Andernorts hat eine unorthodoxe Wirtschaftspolitik die Schieflage mitverursacht, etwa in El Salvador, wo die Regierung finanzielle Repression im eigenen Land betreibt und gleichzeitig alternative, auf Kryptowährungen basierende externe Finanzierungsquellen erschließen will, um ihre Schulden zu bedienen. Auch die Staatsanleihen des mittelamerikanischen Landes gehören daher zur Kategorie „Distressed“.
Zahlreiche andere Schwellenländer, darunter Äthiopien, Libanon, Sri Lanka, Venezuela und Sambia, sind bereits zahlungsunfähig und verhandeln in einigen Fällen bereits über Restrukturierungen.
Manchmal zeigen die Anleihekurse schon eine finanzielle Schieflage an, obwohl die Regierungen weiterhin Kuponzahlungen leisten und einen Ausfall womöglich noch vermeiden können. Ghana und Tunesien zum Beispiel könnten ihre finanzielle Lage stabilisieren, auch deshalb, weil sich ihre Regierungen stärker im Inland finanzieren und weniger abhängig von den internationalen Anleihemärkten sind. Pakistan, ein weiteres ausfallgefährdetes Land, könnte sich unter Umständen ebenfalls aus seiner Notlage befreien, denn auch die pakistanische Regierung muss sich nicht im gleichen Umfang wie andere im Ausland finanzieren.

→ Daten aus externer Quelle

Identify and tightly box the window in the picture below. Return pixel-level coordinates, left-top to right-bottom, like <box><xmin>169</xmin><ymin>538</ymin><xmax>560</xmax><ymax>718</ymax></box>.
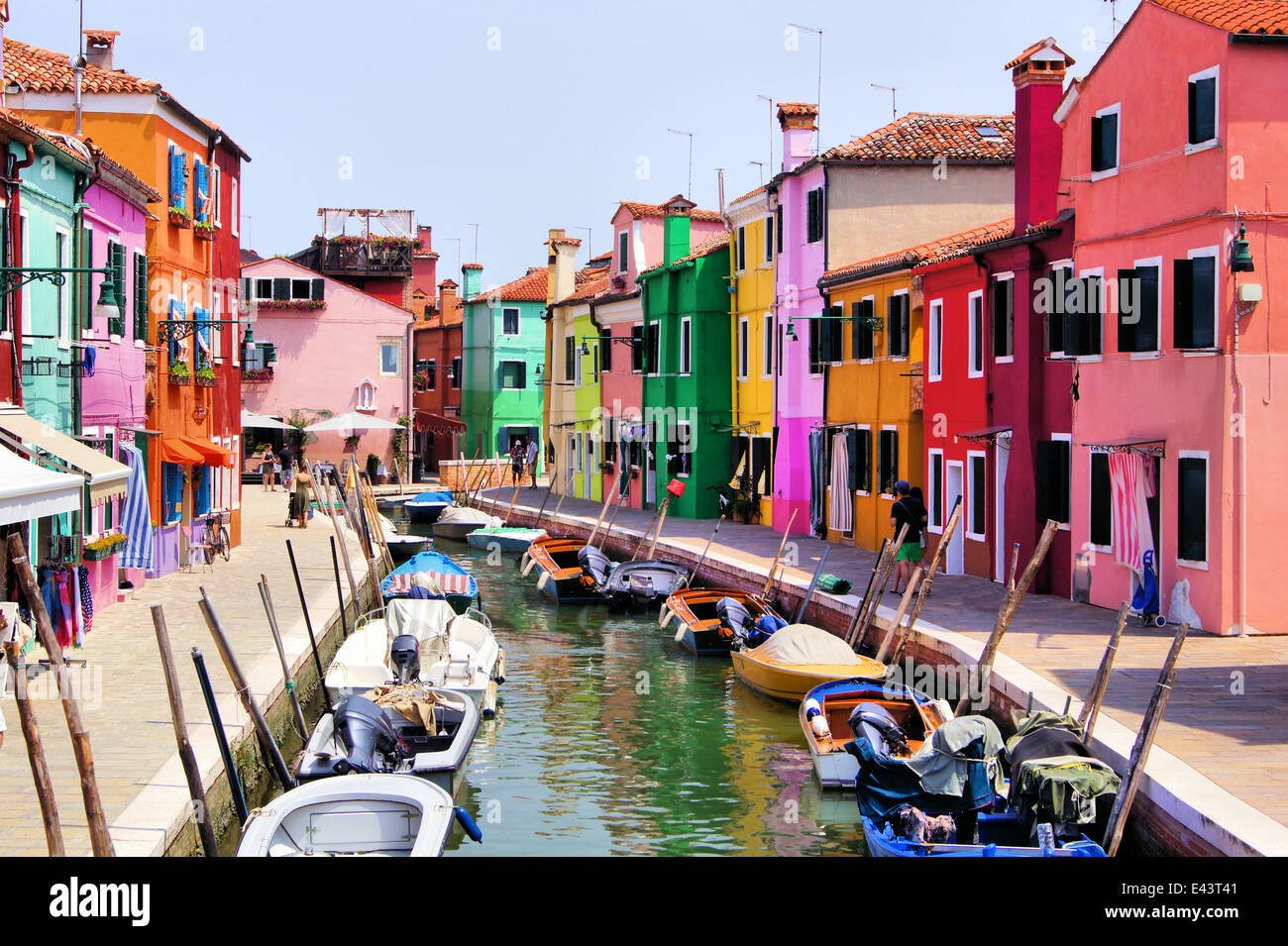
<box><xmin>1186</xmin><ymin>67</ymin><xmax>1220</xmax><ymax>152</ymax></box>
<box><xmin>1172</xmin><ymin>247</ymin><xmax>1216</xmax><ymax>349</ymax></box>
<box><xmin>1118</xmin><ymin>265</ymin><xmax>1158</xmax><ymax>352</ymax></box>
<box><xmin>760</xmin><ymin>311</ymin><xmax>774</xmax><ymax>377</ymax></box>
<box><xmin>928</xmin><ymin>298</ymin><xmax>944</xmax><ymax>381</ymax></box>
<box><xmin>680</xmin><ymin>318</ymin><xmax>690</xmax><ymax>374</ymax></box>
<box><xmin>501</xmin><ymin>362</ymin><xmax>528</xmax><ymax>391</ymax></box>
<box><xmin>1033</xmin><ymin>438</ymin><xmax>1070</xmax><ymax>523</ymax></box>
<box><xmin>877</xmin><ymin>427</ymin><xmax>899</xmax><ymax>495</ymax></box>
<box><xmin>966</xmin><ymin>451</ymin><xmax>988</xmax><ymax>539</ymax></box>
<box><xmin>380</xmin><ymin>341</ymin><xmax>402</xmax><ymax>375</ymax></box>
<box><xmin>1089</xmin><ymin>451</ymin><xmax>1115</xmax><ymax>552</ymax></box>
<box><xmin>886</xmin><ymin>291</ymin><xmax>909</xmax><ymax>358</ymax></box>
<box><xmin>631</xmin><ymin>326</ymin><xmax>644</xmax><ymax>374</ymax></box>
<box><xmin>850</xmin><ymin>296</ymin><xmax>876</xmax><ymax>362</ymax></box>
<box><xmin>1176</xmin><ymin>451</ymin><xmax>1208</xmax><ymax>565</ymax></box>
<box><xmin>1091</xmin><ymin>104</ymin><xmax>1122</xmax><ymax>177</ymax></box>
<box><xmin>738</xmin><ymin>318</ymin><xmax>750</xmax><ymax>381</ymax></box>
<box><xmin>805</xmin><ymin>186</ymin><xmax>823</xmax><ymax>244</ymax></box>
<box><xmin>501</xmin><ymin>309</ymin><xmax>519</xmax><ymax>335</ymax></box>
<box><xmin>993</xmin><ymin>275</ymin><xmax>1015</xmax><ymax>360</ymax></box>
<box><xmin>966</xmin><ymin>289</ymin><xmax>984</xmax><ymax>377</ymax></box>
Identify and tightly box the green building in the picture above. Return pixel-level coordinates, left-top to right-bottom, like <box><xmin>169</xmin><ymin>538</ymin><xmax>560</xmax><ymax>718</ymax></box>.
<box><xmin>461</xmin><ymin>263</ymin><xmax>546</xmax><ymax>473</ymax></box>
<box><xmin>639</xmin><ymin>197</ymin><xmax>733</xmax><ymax>519</ymax></box>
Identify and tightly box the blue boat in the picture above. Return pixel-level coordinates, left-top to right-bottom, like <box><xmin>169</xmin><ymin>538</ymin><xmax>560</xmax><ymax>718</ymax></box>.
<box><xmin>380</xmin><ymin>551</ymin><xmax>480</xmax><ymax>614</ymax></box>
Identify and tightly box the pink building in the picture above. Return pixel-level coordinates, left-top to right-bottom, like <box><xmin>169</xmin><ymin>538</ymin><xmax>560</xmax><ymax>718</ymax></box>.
<box><xmin>1055</xmin><ymin>0</ymin><xmax>1288</xmax><ymax>635</ymax></box>
<box><xmin>241</xmin><ymin>259</ymin><xmax>415</xmax><ymax>473</ymax></box>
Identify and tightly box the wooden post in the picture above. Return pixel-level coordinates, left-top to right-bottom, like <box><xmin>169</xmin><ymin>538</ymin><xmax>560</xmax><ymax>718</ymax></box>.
<box><xmin>152</xmin><ymin>605</ymin><xmax>219</xmax><ymax>857</ymax></box>
<box><xmin>1078</xmin><ymin>601</ymin><xmax>1130</xmax><ymax>745</ymax></box>
<box><xmin>0</xmin><ymin>635</ymin><xmax>65</xmax><ymax>857</ymax></box>
<box><xmin>1105</xmin><ymin>624</ymin><xmax>1190</xmax><ymax>857</ymax></box>
<box><xmin>953</xmin><ymin>519</ymin><xmax>1059</xmax><ymax>715</ymax></box>
<box><xmin>760</xmin><ymin>510</ymin><xmax>800</xmax><ymax>601</ymax></box>
<box><xmin>259</xmin><ymin>573</ymin><xmax>309</xmax><ymax>741</ymax></box>
<box><xmin>197</xmin><ymin>588</ymin><xmax>295</xmax><ymax>788</ymax></box>
<box><xmin>890</xmin><ymin>495</ymin><xmax>962</xmax><ymax>666</ymax></box>
<box><xmin>7</xmin><ymin>533</ymin><xmax>116</xmax><ymax>857</ymax></box>
<box><xmin>877</xmin><ymin>565</ymin><xmax>921</xmax><ymax>663</ymax></box>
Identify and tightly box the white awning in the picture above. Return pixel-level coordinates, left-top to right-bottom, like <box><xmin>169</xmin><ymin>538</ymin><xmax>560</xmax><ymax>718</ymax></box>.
<box><xmin>0</xmin><ymin>447</ymin><xmax>85</xmax><ymax>525</ymax></box>
<box><xmin>0</xmin><ymin>404</ymin><xmax>130</xmax><ymax>503</ymax></box>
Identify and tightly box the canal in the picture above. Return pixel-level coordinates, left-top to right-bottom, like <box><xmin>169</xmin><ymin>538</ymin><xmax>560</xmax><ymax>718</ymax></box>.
<box><xmin>412</xmin><ymin>532</ymin><xmax>864</xmax><ymax>856</ymax></box>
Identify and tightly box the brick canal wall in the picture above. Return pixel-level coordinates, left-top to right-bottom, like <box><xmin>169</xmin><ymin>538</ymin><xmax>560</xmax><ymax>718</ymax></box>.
<box><xmin>478</xmin><ymin>497</ymin><xmax>1267</xmax><ymax>857</ymax></box>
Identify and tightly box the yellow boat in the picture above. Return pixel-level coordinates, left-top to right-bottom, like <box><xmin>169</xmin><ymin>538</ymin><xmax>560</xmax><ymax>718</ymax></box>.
<box><xmin>729</xmin><ymin>624</ymin><xmax>889</xmax><ymax>702</ymax></box>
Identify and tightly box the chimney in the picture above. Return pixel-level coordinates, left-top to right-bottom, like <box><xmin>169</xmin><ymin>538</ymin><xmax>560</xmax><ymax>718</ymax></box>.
<box><xmin>1006</xmin><ymin>36</ymin><xmax>1073</xmax><ymax>233</ymax></box>
<box><xmin>85</xmin><ymin>30</ymin><xmax>121</xmax><ymax>72</ymax></box>
<box><xmin>546</xmin><ymin>228</ymin><xmax>581</xmax><ymax>305</ymax></box>
<box><xmin>461</xmin><ymin>263</ymin><xmax>483</xmax><ymax>302</ymax></box>
<box><xmin>778</xmin><ymin>102</ymin><xmax>818</xmax><ymax>171</ymax></box>
<box><xmin>662</xmin><ymin>194</ymin><xmax>697</xmax><ymax>266</ymax></box>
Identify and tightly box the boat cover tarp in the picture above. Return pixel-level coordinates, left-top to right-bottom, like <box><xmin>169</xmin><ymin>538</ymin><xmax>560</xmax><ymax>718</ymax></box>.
<box><xmin>748</xmin><ymin>624</ymin><xmax>865</xmax><ymax>669</ymax></box>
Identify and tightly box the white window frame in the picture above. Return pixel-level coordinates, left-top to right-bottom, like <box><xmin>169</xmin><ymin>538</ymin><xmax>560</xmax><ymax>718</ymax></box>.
<box><xmin>926</xmin><ymin>447</ymin><xmax>948</xmax><ymax>532</ymax></box>
<box><xmin>962</xmin><ymin>451</ymin><xmax>988</xmax><ymax>542</ymax></box>
<box><xmin>1091</xmin><ymin>102</ymin><xmax>1124</xmax><ymax>180</ymax></box>
<box><xmin>1179</xmin><ymin>451</ymin><xmax>1212</xmax><ymax>572</ymax></box>
<box><xmin>966</xmin><ymin>289</ymin><xmax>986</xmax><ymax>378</ymax></box>
<box><xmin>1185</xmin><ymin>65</ymin><xmax>1221</xmax><ymax>155</ymax></box>
<box><xmin>926</xmin><ymin>298</ymin><xmax>944</xmax><ymax>381</ymax></box>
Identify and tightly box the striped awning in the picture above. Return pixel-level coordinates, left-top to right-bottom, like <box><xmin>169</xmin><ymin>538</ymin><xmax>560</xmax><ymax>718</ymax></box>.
<box><xmin>0</xmin><ymin>404</ymin><xmax>130</xmax><ymax>503</ymax></box>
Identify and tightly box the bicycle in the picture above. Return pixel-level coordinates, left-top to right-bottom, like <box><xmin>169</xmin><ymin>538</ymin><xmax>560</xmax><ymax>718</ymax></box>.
<box><xmin>206</xmin><ymin>512</ymin><xmax>232</xmax><ymax>565</ymax></box>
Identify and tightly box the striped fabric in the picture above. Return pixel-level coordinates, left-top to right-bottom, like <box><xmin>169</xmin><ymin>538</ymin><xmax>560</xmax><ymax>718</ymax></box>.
<box><xmin>827</xmin><ymin>430</ymin><xmax>854</xmax><ymax>532</ymax></box>
<box><xmin>117</xmin><ymin>444</ymin><xmax>156</xmax><ymax>572</ymax></box>
<box><xmin>1109</xmin><ymin>451</ymin><xmax>1154</xmax><ymax>578</ymax></box>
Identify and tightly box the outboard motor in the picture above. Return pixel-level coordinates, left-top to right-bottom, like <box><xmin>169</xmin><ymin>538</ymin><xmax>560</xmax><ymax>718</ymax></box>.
<box><xmin>850</xmin><ymin>702</ymin><xmax>912</xmax><ymax>758</ymax></box>
<box><xmin>389</xmin><ymin>635</ymin><xmax>420</xmax><ymax>683</ymax></box>
<box><xmin>335</xmin><ymin>696</ymin><xmax>402</xmax><ymax>775</ymax></box>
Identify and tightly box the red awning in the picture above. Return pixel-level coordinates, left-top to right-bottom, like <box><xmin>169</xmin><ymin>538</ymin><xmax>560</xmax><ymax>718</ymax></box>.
<box><xmin>160</xmin><ymin>436</ymin><xmax>206</xmax><ymax>466</ymax></box>
<box><xmin>416</xmin><ymin>410</ymin><xmax>465</xmax><ymax>434</ymax></box>
<box><xmin>179</xmin><ymin>436</ymin><xmax>233</xmax><ymax>466</ymax></box>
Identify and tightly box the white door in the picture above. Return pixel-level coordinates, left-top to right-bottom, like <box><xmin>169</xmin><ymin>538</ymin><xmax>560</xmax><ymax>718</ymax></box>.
<box><xmin>944</xmin><ymin>460</ymin><xmax>966</xmax><ymax>576</ymax></box>
<box><xmin>993</xmin><ymin>439</ymin><xmax>1012</xmax><ymax>581</ymax></box>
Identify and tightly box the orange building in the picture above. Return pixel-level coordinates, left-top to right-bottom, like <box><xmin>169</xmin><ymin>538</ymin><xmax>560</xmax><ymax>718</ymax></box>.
<box><xmin>4</xmin><ymin>30</ymin><xmax>250</xmax><ymax>573</ymax></box>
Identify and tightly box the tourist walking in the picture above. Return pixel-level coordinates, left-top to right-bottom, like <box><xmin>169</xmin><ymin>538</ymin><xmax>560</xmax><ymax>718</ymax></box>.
<box><xmin>890</xmin><ymin>480</ymin><xmax>928</xmax><ymax>594</ymax></box>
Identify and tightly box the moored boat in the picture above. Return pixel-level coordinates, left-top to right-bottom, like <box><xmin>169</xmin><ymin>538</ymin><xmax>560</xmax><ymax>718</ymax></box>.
<box><xmin>237</xmin><ymin>775</ymin><xmax>482</xmax><ymax>857</ymax></box>
<box><xmin>800</xmin><ymin>679</ymin><xmax>952</xmax><ymax>788</ymax></box>
<box><xmin>729</xmin><ymin>624</ymin><xmax>889</xmax><ymax>702</ymax></box>
<box><xmin>658</xmin><ymin>588</ymin><xmax>787</xmax><ymax>654</ymax></box>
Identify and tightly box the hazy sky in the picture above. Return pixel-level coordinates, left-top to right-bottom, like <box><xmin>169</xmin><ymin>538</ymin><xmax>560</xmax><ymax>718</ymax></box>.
<box><xmin>8</xmin><ymin>0</ymin><xmax>1138</xmax><ymax>284</ymax></box>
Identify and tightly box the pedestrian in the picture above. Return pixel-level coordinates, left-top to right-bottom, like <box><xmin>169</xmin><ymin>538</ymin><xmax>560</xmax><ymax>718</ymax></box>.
<box><xmin>528</xmin><ymin>438</ymin><xmax>541</xmax><ymax>489</ymax></box>
<box><xmin>890</xmin><ymin>480</ymin><xmax>928</xmax><ymax>594</ymax></box>
<box><xmin>259</xmin><ymin>444</ymin><xmax>277</xmax><ymax>493</ymax></box>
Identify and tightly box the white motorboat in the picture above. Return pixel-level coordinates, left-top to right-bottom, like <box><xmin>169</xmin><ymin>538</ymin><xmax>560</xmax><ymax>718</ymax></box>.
<box><xmin>237</xmin><ymin>775</ymin><xmax>478</xmax><ymax>857</ymax></box>
<box><xmin>325</xmin><ymin>598</ymin><xmax>505</xmax><ymax>715</ymax></box>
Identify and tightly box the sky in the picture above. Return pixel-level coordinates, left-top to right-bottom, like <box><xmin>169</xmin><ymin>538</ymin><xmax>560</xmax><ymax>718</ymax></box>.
<box><xmin>7</xmin><ymin>0</ymin><xmax>1140</xmax><ymax>285</ymax></box>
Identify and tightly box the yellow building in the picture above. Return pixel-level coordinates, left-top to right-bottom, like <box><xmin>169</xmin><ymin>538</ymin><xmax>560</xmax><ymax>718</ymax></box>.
<box><xmin>726</xmin><ymin>186</ymin><xmax>780</xmax><ymax>525</ymax></box>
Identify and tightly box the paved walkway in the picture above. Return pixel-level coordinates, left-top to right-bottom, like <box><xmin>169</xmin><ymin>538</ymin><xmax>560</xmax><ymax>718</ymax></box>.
<box><xmin>474</xmin><ymin>489</ymin><xmax>1288</xmax><ymax>825</ymax></box>
<box><xmin>0</xmin><ymin>485</ymin><xmax>362</xmax><ymax>856</ymax></box>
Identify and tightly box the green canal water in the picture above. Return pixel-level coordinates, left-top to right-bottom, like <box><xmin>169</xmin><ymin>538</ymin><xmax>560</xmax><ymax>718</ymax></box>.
<box><xmin>414</xmin><ymin>529</ymin><xmax>864</xmax><ymax>857</ymax></box>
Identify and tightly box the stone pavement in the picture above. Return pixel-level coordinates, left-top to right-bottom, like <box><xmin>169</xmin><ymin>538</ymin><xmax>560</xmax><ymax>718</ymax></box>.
<box><xmin>476</xmin><ymin>489</ymin><xmax>1288</xmax><ymax>839</ymax></box>
<box><xmin>0</xmin><ymin>484</ymin><xmax>362</xmax><ymax>856</ymax></box>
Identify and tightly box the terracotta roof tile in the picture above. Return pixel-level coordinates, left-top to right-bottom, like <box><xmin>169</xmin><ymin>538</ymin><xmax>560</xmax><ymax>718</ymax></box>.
<box><xmin>820</xmin><ymin>112</ymin><xmax>1015</xmax><ymax>162</ymax></box>
<box><xmin>823</xmin><ymin>218</ymin><xmax>1015</xmax><ymax>284</ymax></box>
<box><xmin>1149</xmin><ymin>0</ymin><xmax>1288</xmax><ymax>36</ymax></box>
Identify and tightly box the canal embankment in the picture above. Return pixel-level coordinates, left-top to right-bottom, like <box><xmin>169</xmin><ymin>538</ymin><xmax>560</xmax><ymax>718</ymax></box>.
<box><xmin>480</xmin><ymin>489</ymin><xmax>1288</xmax><ymax>856</ymax></box>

Bei notleidenden Krediten ist grundsätzlich Vorsicht geboten, allerdings finden Anleger:innen in diesem Marktsegment auch Alpha-Potenzial. Entscheidend ist der Kaufpreis, denn in vielen Fällen werden die Anleihen nach einer Restrukturierung zu einem höheren Kurs gehandelt als vorher.